KEY POINTS:
The Turkish company which made the shoes an Iraqi journalist hurled at President George W. Bush last week is reporting a massive increase in sales in the wake of the now infamous incident.
Muntadhar al-Zeidi became a hero throughout the Arab world when he threw his shoes at the US president during a press conference last week.
Istanbul-based shoemaker Ramazan Baydan says his company, Baydan Shoes, has been inundated with requests for pairs of the shoes and he has had to employ 100 extra staff to meet the demand.
The 'Bush Shoes' as they have come to be known, are the company's Model 271 - black, polyurethane-soled brogues which sell for around 40 New Turkish Lira (NZ$47).
Serkan Turk, the head of sales at Baydan Shoes told AFP the firm normally sold 15,000 pairs a year of the Model 271 shoes.

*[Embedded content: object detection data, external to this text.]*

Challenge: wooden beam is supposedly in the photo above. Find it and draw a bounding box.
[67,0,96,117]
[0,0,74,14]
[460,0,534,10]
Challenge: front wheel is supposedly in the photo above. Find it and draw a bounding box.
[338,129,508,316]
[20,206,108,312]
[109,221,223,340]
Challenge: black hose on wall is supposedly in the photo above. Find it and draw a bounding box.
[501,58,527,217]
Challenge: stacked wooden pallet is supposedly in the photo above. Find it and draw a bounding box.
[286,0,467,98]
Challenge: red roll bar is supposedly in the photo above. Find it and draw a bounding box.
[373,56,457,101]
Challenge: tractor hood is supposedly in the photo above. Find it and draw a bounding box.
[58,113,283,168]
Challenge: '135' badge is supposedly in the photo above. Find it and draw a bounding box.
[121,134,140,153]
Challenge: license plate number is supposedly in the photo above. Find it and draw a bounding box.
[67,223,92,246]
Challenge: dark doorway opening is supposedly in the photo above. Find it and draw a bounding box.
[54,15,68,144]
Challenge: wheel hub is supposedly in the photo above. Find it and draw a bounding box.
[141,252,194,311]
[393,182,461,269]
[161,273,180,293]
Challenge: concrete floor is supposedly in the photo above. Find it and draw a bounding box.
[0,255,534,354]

Since the shoe-throwing incident on December 14 however, the company has received orders totalling 370,000 pairs.
Turk said the company was "delighted from all points of view" at the Bush Shoes' unexpected success.
Demand for the shoes initially came from Iraq, but had spread to other Middle East countries and 19,000 orders came from the United States, Turk said.
Al-Zeidi's trial on charges of assaulting a foreign leader is scheduled to begin on December 31, said Abdul-Sattar Bayrkdar, a spokesman for the Iraqi Higher Judicial Court.
A conviction would carry a sentence of up to two years in prison and investigating judge Dhia al-Kinani said last week he does not have the legal option to drop the case.
Al-Zeidi also can't be pardoned unless he is convicted, added the judge.